The actions against immigrants is bringing internal divisions within America. There is nation-wide protest against the executive orders of Trump on immigrants and some governors have threatened non-cooperation in the full implementation of the indiscriminate orders to deport all undocumented immigrants. It’s always in these kinds of internal divisions that enemies of democratic countries, both within and without, strike them. HAMAS struck Israel when the entire country was protesting against their government on the parliamentary decision to interfere with the powers of the Supreme Court. America’s civil war also occurred when some states disagreed with some of the important policies of the Federal Government.

Even God made a case for immigrants in foreign countries, and Donald Trump, being a confessed admirer of evangelical beliefs, ought to be more lenient to strangers, being a descendant of strangers himself at one time in America. In God’s scriptures, “the stranger who resides with you shall be to you like someone native-born among you; and you shall love him as yourself” (Leviticus 19:34, Amplified version). Continuing, God admonished that you “shalt neither vex a stranger, nor oppress him (Exodus 22:21, KJV), and God reminded everyone that at one time or the other, everyone was a stranger at some other places and should have the heart of a stranger. Hear God, “for you know the soul [the feelings, thoughts, and concerns] of a stranger, for you were strangers in Egypt.” (Exodus 23:9, Amplified version).

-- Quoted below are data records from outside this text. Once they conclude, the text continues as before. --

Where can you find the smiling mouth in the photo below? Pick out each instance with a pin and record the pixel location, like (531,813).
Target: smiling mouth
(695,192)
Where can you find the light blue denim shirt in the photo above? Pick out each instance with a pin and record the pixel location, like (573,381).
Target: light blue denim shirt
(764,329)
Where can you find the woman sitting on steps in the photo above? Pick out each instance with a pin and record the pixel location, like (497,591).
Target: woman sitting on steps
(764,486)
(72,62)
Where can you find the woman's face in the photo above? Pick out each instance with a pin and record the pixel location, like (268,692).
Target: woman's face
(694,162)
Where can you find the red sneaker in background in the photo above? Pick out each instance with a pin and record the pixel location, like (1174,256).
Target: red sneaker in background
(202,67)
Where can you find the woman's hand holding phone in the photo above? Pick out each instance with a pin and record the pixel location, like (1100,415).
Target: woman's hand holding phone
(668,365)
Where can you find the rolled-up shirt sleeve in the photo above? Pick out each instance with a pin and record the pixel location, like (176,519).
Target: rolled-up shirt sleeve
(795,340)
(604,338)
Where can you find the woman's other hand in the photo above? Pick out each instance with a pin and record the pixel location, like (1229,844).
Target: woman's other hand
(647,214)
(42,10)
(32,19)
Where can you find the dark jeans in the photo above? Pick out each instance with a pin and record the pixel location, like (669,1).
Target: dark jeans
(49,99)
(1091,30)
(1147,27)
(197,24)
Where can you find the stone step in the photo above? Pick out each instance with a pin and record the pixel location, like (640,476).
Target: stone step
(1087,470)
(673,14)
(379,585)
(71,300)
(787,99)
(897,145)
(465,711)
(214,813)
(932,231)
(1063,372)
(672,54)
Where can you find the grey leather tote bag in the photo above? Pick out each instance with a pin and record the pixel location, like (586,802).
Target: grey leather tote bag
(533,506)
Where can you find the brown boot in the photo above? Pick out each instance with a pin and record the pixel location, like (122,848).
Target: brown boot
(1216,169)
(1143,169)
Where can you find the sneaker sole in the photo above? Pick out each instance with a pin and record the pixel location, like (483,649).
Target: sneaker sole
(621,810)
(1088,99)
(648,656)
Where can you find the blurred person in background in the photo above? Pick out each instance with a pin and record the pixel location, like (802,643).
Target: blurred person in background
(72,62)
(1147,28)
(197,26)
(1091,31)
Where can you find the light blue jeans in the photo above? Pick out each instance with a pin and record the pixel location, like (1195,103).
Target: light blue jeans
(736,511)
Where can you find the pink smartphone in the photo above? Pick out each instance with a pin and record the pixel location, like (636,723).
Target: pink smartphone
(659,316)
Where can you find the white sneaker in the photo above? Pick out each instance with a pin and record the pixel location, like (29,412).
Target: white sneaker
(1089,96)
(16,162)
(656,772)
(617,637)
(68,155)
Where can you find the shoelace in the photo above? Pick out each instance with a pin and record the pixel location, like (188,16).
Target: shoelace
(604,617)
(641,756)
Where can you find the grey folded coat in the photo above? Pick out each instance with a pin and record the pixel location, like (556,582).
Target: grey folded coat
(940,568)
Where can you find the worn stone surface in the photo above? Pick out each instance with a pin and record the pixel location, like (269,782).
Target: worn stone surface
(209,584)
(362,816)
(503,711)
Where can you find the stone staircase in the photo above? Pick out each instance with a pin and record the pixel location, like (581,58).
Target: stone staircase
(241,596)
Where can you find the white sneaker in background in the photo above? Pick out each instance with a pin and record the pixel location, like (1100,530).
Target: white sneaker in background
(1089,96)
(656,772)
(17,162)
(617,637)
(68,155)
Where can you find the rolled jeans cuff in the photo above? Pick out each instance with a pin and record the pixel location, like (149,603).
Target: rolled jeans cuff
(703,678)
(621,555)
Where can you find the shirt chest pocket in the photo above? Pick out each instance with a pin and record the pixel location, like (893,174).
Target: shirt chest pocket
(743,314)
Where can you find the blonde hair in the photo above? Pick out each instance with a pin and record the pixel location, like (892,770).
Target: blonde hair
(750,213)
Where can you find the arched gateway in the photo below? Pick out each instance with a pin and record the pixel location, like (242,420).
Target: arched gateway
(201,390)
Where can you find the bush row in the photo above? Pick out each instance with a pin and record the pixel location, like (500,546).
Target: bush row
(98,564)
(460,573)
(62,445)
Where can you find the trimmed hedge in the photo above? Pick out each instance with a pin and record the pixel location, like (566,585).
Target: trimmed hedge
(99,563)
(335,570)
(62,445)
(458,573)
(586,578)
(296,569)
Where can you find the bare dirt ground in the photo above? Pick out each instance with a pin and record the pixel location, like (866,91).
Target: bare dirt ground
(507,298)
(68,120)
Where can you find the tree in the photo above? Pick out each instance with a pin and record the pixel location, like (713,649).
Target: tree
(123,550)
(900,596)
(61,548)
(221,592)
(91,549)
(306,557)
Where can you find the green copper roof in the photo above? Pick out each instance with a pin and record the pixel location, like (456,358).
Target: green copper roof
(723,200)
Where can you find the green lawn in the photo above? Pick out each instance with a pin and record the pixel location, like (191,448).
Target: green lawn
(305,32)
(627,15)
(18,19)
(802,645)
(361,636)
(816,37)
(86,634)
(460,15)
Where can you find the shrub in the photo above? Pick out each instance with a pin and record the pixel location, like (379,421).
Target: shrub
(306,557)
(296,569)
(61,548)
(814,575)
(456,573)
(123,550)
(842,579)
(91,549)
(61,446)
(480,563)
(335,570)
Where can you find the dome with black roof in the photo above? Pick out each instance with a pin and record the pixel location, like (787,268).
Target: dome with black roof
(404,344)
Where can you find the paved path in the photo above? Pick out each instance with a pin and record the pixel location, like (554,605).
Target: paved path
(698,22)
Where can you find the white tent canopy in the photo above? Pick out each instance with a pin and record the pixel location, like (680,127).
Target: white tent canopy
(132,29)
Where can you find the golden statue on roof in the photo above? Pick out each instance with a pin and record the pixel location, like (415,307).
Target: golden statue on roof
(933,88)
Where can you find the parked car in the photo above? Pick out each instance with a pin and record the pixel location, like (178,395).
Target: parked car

America engraved on their currency that “In God we trust”. They should be sensitive to God’s admonitions. God blessed America to become the most powerful nation on earth obviously partly because of the ways it treats strangers. Previous presidents before Trump, like Reagan, upheld this tradition and prospered. May the spirit of Reagan inhabit Trump to repent and become nice to immigrants so that America will continue to be a shining city on the hill with full compliments of God’s blessings.